A short-term surge of aid deliveries into Gaza after a ceasefire between Israel and the Palestinian Hamas group will be difficult if the deal does not cover security arrangements in the enclave, a senior UN official said on Wednesday.

Negotiators reached a deal on Wednesday for a ceasefire, an official briefed on the negotiations told Reuters, after 15 months of conflict. It would include a significant increase of humanitarian aid into the Gaza Strip, but it was unclear if any agreement would cover security arrangements.

"Security is not (the responsibility of) the humanitarians. And it's a very chaotic environment. The risk is that with a vacuum it gets even more chaotic," a senior UN official, speaking on condition of anonymity, told Reuters. "Short of any arrangement, it will be very difficult to surge deliveries in the short term."

The United Nations has long described its humanitarian operation as opportunistic - facing problems with Israel's military operation, access restrictions by Israel into and throughout Gaza and more recently looting by armed gangs.

"The UN is committed to delivering humanitarian assistance during the ceasefire, just as we were during the period of active hostilities," said Eri Kaneko, spokesperson for the UN Office for the Coordination of Humanitarian Affairs.

"The removal of the various impediments the UN has been facing during the last year – which include restrictions on the entry of goods; the lack of safety and security; the breakdown of law and order; and the lack of fuel – is a must," she said.

The UN has been working with partners to develop a coordinated plan to scale up operations, Kaneko said.

600 TRUCKS A DAY

The ceasefire deal - according to the official briefed on talks - requires 600 truckloads of aid to be allowed into Gaza every day of the initial six-week ceasefire, including 50 carrying fuel. Half of the 600 aid trucks would be delivered to Gaza's north, where experts have warned famine is imminent.
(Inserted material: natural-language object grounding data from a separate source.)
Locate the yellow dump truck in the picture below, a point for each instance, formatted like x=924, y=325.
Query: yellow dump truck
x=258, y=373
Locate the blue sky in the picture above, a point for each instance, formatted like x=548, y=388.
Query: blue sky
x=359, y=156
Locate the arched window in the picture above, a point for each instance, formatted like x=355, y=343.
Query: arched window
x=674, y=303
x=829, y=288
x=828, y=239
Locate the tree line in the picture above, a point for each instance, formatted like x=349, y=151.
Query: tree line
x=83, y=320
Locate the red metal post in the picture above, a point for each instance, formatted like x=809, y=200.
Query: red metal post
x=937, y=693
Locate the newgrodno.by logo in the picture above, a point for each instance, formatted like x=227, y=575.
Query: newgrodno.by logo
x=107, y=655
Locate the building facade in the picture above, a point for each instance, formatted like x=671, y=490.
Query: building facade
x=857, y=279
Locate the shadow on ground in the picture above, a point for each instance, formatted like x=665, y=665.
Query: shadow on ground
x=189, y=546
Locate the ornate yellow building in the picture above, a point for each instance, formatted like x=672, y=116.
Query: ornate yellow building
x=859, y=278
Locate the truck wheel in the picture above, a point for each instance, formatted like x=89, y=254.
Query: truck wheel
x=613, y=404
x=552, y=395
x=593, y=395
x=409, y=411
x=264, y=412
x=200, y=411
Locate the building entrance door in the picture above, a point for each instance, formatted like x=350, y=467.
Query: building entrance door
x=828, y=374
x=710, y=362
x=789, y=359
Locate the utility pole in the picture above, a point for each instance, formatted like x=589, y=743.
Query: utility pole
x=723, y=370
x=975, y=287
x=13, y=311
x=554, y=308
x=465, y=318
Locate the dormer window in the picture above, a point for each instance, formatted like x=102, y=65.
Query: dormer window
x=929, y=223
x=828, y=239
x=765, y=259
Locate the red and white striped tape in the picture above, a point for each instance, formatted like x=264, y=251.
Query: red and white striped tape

"We are well-prepared, and you can count on us to continue to be ambitious and creative," said the UN official, speaking shortly before the deal was agreed. "But the issue is and will be the operating environment inside Gaza."

For more than a year, the UN has warned that famine looms over Gaza. Israel says there is no aid shortage - citing more than a million tons of deliveries. It accuses Hamas of stealing aid, which Hamas denies, instead blaming Israel for shortages.

"If the deal doesn't provide any agreement on security arrangements, it will be very difficult to surge assistance," said the official, adding that there would also be a risk that law and order would further deteriorate in the short term.

The United Nations said in June that it was Israel's responsibility - as the occupying power in the Gaza Strip - to restore public order and safety in the Palestinian territory so aid can be delivered.

Hamas came to power in Gaza in 2006 after Israeli soldiers and settlers withdrew in 2005, but the enclave is still deemed as Israeli-occupied territory by the United Nations. Israel controls access to Gaza.

The current war was triggered on Oct. 7, 2023, when Hamas killed 1,200 people in southern Israel, and took some 250 hostages, according to Israeli tallies. Since then, more than 46,000 Palestinians have been killed, Israel has laid much of Gaza to waste and the enclave's prewar population of 2.3 million people has been displaced multiple times, aid agencies say.